I already know Dad isn’t my biological father.
I found that out two years ago when Johnny Calabrese kidnapped me.
But Dad explained that sometimes these things happen.
That Sophia had been with someone else before they got married, and it didn’t matter because he’d chosen to raise me as his own.
I’d accepted that explanation because I wanted to, because it didn’t really change anything between us.
But staring at this portrait now, I’m starting to wonder if there’s more to the story than Dad told me.
Except sitting here staring at this portrait, I realize how little I actually know about her.
Dad doesn’t talk about Sophia much, and when he does it’s usually just basic facts.
She died when I was seven, but even then I didn’t see her much.
She was always going to parties or locked in her room with headaches, more interested in beautiful clothes and social events than spending time with me.
I reach out and trace the painted curve of her cheek with my finger.
The canvas is smooth and cool under my touch.
If I think really hard, I can almost remember her perfume.
It was something expensive and floral that used to linger in the hallways long after she’d left a room.
But that might just be my imagination filling in blanks.
When she died, I didn’t really grieve.
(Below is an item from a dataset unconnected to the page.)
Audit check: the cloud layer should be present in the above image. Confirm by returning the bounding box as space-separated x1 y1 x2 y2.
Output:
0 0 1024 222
How do you mourn someone you barely knew?
Someone who felt more like a beautiful stranger living in your house than an actual mother?
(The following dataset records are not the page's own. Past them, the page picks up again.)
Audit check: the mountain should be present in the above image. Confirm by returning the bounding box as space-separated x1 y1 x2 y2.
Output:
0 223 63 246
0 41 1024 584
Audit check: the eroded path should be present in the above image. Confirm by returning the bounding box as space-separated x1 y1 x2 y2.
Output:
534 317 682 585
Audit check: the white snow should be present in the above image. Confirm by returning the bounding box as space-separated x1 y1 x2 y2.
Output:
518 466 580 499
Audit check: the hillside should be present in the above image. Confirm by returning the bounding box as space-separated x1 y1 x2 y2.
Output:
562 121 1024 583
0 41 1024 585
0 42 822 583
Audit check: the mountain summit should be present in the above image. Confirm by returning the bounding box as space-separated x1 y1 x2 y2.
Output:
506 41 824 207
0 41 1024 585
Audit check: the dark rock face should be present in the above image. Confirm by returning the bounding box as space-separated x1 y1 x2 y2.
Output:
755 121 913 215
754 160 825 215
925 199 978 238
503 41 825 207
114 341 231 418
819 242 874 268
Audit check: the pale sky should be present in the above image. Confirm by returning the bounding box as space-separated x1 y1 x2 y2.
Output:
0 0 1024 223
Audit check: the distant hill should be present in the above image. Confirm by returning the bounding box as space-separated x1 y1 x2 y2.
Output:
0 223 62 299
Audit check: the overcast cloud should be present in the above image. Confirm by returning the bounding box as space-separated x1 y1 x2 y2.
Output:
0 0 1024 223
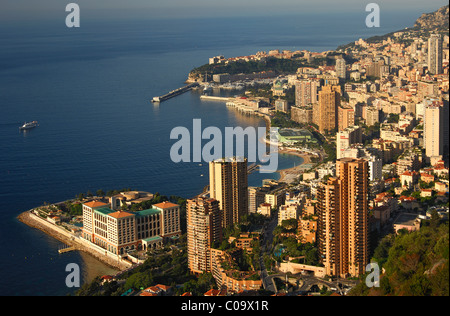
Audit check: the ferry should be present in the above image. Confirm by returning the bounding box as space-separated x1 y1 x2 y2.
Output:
19 121 39 131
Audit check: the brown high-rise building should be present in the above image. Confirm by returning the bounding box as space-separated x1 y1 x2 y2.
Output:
186 196 222 274
316 158 369 277
209 157 248 228
313 86 341 133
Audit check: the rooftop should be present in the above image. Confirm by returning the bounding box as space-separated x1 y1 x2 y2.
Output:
84 201 108 208
153 202 179 209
Dad grieved enough for both of us, and Bella’s felt more of a mother or older sister to me in the last two years, even though Bella is only five years older than me.
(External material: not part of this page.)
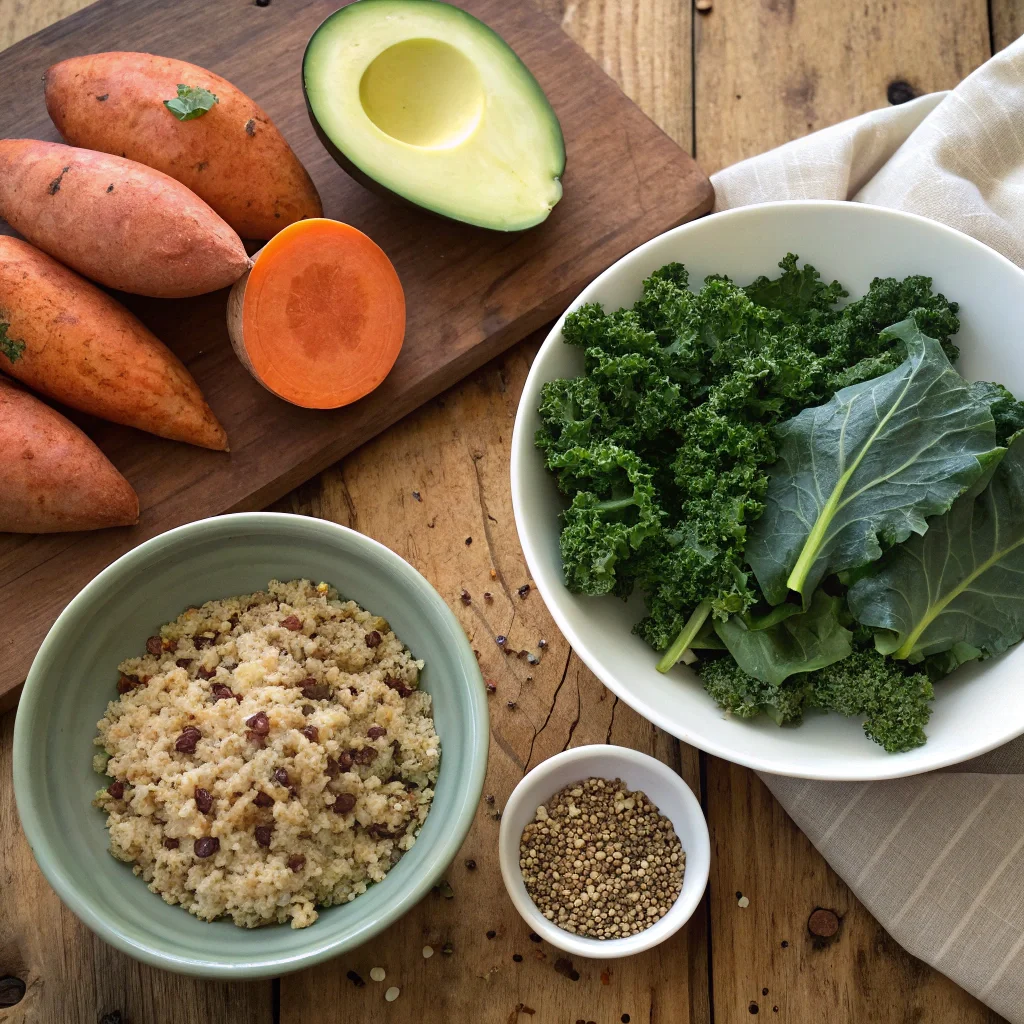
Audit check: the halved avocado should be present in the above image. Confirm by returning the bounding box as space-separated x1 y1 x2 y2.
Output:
302 0 565 231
But what was she really like?
What did she think about, dream about?
Did she love Dad the way Bella loves him now, or was their marriage something else entirely?
What was her relationship like with my grandfather?
He must have liked her or approved of her on some level if he accepted her into the family, knowing she was pregnant with another man’s child.
The longer I stare at the painting, the more questions pile up in my head and the more frustrated I get with how few answers exist.
It’s like trying to solve a puzzle when half the pieces are missing.
Finally, I can’t take it anymore.
I need answers, and clearly no one’s going to volunteer them.
I’m done being the good little princess who waits patiently for scraps of information.
If Dad won’t tell me what’s going on, I’ll make him tell me.
Or bully it out of one of his captains.